A beat is the stimuli you feel that gives music a time compass. Oftentimes, it is referred to as "the thing that makes you tap your foot".
What is a pulse?
A pulse is, essentially, a beat. However, for a pulse to be a pulse, it needs to be a series of beats that are perceived to be in time with each other, spaced apart in a similarly constructed amount of time.
What is a rhythm?
The word "rhythm" actually has a few different meanings depending on the context, but in the context of written music (and music in a DAW Piano Roll), it is the combination of sound and silence and the placement in time in which they occur.
What is a time signature?
A time signature is a convention for notating musical time, as a representation of how many beats in a unit of measurement known as a measure, over the note value that is the representation of a single beat. This means:
1 = 1 beat in a measure
4 = a quarter note is one beat
2 = 2 beats in a measure
4 = a quarter note is one beat
3 = 3 beats in a measure
4 = a quarter note is one beat
4 = 4 beats in a measure
4 = a quarter note is one beat
It is also possible to have combinations such as:
4 = 4 beats in a measure
2 = a half note is one beat
...or any such combination if you so desire it. The premise does not change:
X = X beats in a measure
X = a subdivision of 1/X is one beat
Putting it together
A time signature is measuring the length of a measure and how it's being calculated, not the length of a note nor the speed of the pulse. So, your example #1 is a measure of 4/4 (I know this because there are 4 major subdivisions between measure 1 and 2). There are 4 notes, all of which are exactly one quarter note in length. Therefore, this is one measure with 4 beats, and they are neatly outlined in the rhythm: 1/4-1/4-1/4-1/4. The total value is 4/4, so this is a complete measure.
Your example #2 is a measure of 4/4 (I know this because the 4 major subdivisions between measure 1 and 2 are still there). There are 4 notes, but not all of them are one quarter note in length. As a matter of fact, none of them are. This does not mean the measure is not a 4/4 measure. It means that both examples are examples of different rhythms.
How is this a different rhythm if the sound has the same pulse?
Measures have to be validated by the amount of sound and silence combined. That means that the values given should add up to the number given in the time signature. This includes note values for sound and rest values for silence.

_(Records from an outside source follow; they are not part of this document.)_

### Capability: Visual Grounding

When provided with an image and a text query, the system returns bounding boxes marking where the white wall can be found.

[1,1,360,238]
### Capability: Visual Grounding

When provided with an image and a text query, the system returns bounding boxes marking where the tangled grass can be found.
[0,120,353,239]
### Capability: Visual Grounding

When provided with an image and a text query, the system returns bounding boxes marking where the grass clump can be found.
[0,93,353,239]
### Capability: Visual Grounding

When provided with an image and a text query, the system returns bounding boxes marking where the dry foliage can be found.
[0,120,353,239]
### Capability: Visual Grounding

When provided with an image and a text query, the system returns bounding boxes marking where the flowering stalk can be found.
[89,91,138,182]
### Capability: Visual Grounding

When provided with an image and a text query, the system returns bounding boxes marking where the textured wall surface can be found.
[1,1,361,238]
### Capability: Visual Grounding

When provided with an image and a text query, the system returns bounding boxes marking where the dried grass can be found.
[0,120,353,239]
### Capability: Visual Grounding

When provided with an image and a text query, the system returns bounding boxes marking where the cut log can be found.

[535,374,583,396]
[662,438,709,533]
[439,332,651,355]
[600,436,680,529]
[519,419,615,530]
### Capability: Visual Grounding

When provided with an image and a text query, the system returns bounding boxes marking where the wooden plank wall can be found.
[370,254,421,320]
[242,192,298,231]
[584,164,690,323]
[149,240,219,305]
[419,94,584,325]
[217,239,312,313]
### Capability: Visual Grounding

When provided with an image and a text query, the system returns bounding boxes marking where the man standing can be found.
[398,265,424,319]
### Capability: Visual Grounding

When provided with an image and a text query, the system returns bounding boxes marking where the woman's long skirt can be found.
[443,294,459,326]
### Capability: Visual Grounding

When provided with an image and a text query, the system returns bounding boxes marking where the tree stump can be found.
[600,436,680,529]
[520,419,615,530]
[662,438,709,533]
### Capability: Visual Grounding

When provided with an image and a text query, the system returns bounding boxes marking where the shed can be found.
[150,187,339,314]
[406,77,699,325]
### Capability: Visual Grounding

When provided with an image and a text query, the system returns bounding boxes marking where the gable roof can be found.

As I explained above, example #1 has a simple rhythm of 1/4-1/4-1/4-1/4. You add these up and you get 4/4. Simple.
Example #2 is deliberately chaotic, so this will take some explanation.
The first note seems to have a value of approximately 7/32. There is no "7/32" note in written notation, so normally we "tie" note values together to equate the odd value. We'd require something like an eighth note(or, 4/32)+a sixteenth note(or, 2/32)+a thirty-second note(1/32), all tied together. There is a silence that is 1/32 in value before the next sound.
The second note seems to have a value of approximately 5/32. Again, there is no "5/32" note in written notation, so it'd be written out as possibly an eighth note + a thirty-second note, tied together. There is a silence of 3/32 in value. There is no 3/32 note or rest, so it'd be one thirty-second rest, and a sixteenth rest. You don't tie rests, they're just silence.
The third note is squarely one eighth note in value. The following rest is also one eighth in value.
The fourth note is approximately three sixteenths in value. Normally you'd try to use the largest possible value to fit in, so it'd be one eighth and one sixteenth, tied together. The remaining silence is one sixteenth, so now there's a one sixteenth rest.
Despite the fact that the two rhythms are, in fact, very different, the fact that all of the sounds align with the pulse makes them sound very similar. Or, rather, it's because in both examples the sounds all start at the same times that you can feel the pulse the same way.